Oui, c’est une évidence mais qui doit s’accomplir avec vigilance. J’ai beaucoup aimé une phrase que j’ai entendue très récemment dans la bouche d’un directeur de la communication d’une belle entreprise française « Maintenant, en matière de musique, il n’est plus l’heure de se tromper ». C’était une phrase de conclusion qui faisait suite à un drôle d’historique, celui des erreurs, des difficultés, des frustrations et autres aléas que sa communication avait connus dans l’exploitation musicale au service de sa marque. Pourtant, il n’y avait aucun doute dans l’esprit de ce manager : la musique est l’une des plus formidables chances qui s’offre à la marque pour séduire et créer du lien avec ses publics. Dans le domaine du web par exemple, beaucoup d’entreprises ont connu deux ou trois générations de sites avant de trouver leur voie.

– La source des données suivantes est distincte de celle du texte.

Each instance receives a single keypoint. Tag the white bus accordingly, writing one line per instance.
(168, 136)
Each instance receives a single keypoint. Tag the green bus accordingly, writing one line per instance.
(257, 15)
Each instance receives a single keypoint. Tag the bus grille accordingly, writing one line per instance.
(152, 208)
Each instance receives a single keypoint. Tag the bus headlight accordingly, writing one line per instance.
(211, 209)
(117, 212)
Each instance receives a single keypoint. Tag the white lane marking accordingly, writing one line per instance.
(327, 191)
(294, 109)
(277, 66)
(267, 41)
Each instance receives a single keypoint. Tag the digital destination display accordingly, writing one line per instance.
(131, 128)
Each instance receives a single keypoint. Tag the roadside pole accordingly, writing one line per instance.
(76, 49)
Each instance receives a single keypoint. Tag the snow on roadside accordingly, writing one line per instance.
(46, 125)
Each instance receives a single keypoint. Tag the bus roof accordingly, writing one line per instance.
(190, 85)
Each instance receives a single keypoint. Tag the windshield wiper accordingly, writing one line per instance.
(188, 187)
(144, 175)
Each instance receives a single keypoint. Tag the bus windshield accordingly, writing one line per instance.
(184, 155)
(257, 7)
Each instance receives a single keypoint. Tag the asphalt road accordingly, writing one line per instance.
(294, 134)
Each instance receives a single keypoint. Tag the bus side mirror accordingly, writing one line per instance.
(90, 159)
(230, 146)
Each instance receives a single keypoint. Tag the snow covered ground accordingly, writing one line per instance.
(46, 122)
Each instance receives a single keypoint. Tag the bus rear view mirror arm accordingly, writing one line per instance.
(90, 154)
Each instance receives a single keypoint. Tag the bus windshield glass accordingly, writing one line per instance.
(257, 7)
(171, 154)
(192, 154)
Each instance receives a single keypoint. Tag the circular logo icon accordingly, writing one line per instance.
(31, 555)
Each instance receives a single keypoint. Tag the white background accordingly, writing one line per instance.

Aujourd’hui, une entreprise crédible ne peut plus se tromper dans ce domaine. Nous en sommes là en matière d’identité sonore. Certaines entreprises peuvent encore se tromper, confondre musique et identité sonore, ne pas encore comprendre que c’est une expertise à part, que c’est un budget de marque, que c’est un chantier d’identité qu’elles doivent condurie elle-même. Les erreurs sont toujours regrettables et nuisibles à la marque. Il y en a de moins en moins parce que, c’est vrai, pour créer de la valeur et une différenciation optimale, « Maintenant, en matière de musique, il n’est plus l’heure de se tromper ».